Dan T. holding his artwork

Born in Alaska, Dan holds a piece of his artwork in the Haida/Tlingit style.

A world of hurt

After he won his hearing, Dan spent his time productively, studying to get MCSE (Microsoft Certified Systems Engineer) certification, volunteering with the Pike Market Food Bank and maintaining computers in the Senior Center there, and creating his native Alaskan artwork. But then, while taking a shower at the men’s shelter where he was staying, he says, “I got a backpack stolen: laptop, all my schooling, my medical records, my drawings, cell phone, my pain pills. I gotta start all over again.”

Things seemed to be looking up when he moved out of the shelter into low-income housing in late October 2010, but then he learned in November that his benefits were going to be cut again, because he hadn’t returned paperwork. As it turns out, DSHS had mistakenly sent the paperwork to the men’s shelter where he no longer lived, and then penalized him for their mistake.

“Without my money, I can’t pay my rent; without paying my rent, I’m going to get evicted. So then what they’re doing is putting you right back out on the street, in harm’s way.” To make matters worse, DSHS “… began to say that my MRI was irrelevant. Within months, it was too old!” So he had to fight to get another MRI, costing $3,000.

With all of this stress, something had to give – and in January 2011, Dan suffered a heart attack. “I was here at six in the morning, waiting to do my maintenance on these computers, and it felt like a fire poker going right into the center of my chest.” Yet just a week later, with bandages still on his surgical wounds and no money for bus fare, he found himself walking over a mile uphill to obtain medical records, because DSHS demanded he prove he had a heart attack. When he got to the hospital office, he learned it would cost $1 a page to print his records – and there were 40 pages. Hospital staff, realizing his desperation, printed it for free.

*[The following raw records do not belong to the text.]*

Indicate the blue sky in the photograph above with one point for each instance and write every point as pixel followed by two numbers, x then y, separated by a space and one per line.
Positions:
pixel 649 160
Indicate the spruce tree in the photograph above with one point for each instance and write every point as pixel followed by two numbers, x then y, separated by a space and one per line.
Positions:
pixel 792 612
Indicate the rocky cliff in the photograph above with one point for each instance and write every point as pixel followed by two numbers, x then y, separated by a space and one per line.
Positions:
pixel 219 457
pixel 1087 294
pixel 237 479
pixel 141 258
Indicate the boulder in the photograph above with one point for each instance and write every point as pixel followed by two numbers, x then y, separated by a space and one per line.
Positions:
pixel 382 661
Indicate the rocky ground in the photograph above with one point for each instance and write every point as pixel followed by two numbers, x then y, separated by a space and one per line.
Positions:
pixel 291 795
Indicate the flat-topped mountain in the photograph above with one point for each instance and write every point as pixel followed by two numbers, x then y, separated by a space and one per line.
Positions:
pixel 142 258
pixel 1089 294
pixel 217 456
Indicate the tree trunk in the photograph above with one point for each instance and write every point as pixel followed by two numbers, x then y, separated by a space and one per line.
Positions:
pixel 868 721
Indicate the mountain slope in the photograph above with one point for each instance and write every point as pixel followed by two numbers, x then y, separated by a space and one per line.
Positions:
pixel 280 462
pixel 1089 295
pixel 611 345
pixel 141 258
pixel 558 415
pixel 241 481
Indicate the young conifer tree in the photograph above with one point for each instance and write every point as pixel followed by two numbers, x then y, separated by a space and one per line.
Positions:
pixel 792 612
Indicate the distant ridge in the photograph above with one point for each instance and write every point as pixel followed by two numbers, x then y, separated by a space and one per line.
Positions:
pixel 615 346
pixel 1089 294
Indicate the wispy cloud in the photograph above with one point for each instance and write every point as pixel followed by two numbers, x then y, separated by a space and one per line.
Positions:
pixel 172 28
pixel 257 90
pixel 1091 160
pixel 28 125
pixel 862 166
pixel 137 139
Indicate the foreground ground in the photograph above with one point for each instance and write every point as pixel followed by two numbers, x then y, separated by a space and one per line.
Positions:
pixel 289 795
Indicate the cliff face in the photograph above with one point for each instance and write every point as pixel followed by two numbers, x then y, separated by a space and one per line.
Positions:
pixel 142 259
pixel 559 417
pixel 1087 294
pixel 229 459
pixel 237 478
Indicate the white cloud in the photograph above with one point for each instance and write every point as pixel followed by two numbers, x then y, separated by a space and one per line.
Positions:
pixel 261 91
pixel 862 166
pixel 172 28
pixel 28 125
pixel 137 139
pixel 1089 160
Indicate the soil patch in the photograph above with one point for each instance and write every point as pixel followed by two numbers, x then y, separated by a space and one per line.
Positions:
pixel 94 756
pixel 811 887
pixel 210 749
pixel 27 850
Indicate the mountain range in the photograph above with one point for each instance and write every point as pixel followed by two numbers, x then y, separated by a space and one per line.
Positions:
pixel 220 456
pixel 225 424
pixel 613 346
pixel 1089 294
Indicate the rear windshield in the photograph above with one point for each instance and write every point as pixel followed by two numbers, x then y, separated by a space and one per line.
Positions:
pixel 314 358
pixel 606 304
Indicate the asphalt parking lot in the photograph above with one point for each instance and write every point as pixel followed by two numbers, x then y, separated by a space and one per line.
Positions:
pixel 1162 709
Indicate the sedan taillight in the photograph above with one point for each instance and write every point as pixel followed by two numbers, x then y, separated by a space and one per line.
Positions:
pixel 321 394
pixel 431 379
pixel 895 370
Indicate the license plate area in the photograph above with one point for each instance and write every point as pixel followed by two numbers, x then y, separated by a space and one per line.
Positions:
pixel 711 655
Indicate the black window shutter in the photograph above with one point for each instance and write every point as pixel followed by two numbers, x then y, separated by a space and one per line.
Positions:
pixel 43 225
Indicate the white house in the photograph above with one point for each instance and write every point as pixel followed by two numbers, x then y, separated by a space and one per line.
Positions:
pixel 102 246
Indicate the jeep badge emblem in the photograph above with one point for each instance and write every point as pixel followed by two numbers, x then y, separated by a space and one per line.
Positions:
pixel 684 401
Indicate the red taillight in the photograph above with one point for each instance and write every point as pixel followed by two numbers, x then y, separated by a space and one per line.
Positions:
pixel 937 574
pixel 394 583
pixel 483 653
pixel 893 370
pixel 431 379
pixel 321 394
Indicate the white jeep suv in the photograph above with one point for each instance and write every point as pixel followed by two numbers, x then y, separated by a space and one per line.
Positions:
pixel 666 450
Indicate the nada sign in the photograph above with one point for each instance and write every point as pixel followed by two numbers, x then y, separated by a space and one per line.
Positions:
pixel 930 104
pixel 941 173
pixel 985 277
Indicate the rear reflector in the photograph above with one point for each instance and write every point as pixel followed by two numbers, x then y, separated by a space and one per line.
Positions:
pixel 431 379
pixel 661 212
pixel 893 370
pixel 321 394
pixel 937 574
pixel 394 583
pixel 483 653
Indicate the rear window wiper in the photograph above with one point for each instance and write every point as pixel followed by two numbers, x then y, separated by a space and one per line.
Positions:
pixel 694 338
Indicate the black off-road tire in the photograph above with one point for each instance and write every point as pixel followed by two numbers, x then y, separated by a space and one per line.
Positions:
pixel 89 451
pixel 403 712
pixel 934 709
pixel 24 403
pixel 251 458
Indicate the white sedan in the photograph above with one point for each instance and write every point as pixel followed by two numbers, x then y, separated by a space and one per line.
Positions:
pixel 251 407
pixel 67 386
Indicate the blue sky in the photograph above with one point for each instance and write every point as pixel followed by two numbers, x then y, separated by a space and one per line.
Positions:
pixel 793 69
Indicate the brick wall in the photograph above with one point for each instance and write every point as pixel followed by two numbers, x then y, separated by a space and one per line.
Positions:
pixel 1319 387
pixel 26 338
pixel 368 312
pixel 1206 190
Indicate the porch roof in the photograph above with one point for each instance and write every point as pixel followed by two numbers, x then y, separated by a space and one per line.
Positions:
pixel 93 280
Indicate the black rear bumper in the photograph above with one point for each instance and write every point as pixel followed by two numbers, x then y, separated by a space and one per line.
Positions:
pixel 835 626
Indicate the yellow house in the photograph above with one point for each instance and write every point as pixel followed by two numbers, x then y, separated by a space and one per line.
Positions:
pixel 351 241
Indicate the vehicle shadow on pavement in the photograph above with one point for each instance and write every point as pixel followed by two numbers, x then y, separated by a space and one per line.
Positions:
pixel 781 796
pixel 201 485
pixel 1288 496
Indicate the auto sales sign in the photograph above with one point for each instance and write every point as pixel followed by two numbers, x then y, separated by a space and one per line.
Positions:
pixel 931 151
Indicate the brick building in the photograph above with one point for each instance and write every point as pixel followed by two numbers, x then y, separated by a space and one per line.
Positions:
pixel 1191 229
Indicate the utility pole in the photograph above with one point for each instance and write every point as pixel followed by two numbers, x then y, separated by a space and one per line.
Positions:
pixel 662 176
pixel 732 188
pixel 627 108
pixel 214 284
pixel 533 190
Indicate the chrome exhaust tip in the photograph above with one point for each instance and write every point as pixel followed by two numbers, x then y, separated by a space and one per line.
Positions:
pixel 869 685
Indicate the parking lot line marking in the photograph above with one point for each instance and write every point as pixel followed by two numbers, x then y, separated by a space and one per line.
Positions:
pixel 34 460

At the breaking point now, Dan got back in touch with Stephanie. “I called her and said, ‘I’m in a world of hurt with these people.’ ”

Navigating the system

Dan says, “Stephanie knows the system, she knows what’s right, how to take care of things. She kept saying, ‘This is outRAGEous!’ So, she immediately sends a request for an extension. And then she got me in touch with Tony [a Family Assistance Legal Intern]. And then after that, it was all phones and emails and letters. ‘Can you do this?’ And I’d do it. And he would ask me to fill this out so he could get medical records, so I’d fill this out and send it back.

“They saved me a world of all that grief, stress. And I suppose they do that for a lot of other people. I still don’t know the system! And I finally got the MRI in July. As this radiologist says, it’s worsened since the last MRI. They found me incapacitated for another year. And so Stephanie and Tony got them off my back. They handled all the interoffice communications. So that’s what they did for me; they got the stress off.

“This was a completely honest injury, on the job. There’s a lot of people in a bad way that are not there because of drugs, alcohol or crime. It’s just the facts of life. And anyone could end up there.

“Here I am, five years later, six surgeries later, trying to get back into the workforce, trying to get a home going, a daily ritual. I do what I can, I volunteer. I give back what I can so I’m not just leaching off the system. And without their help, who knows where I would be.”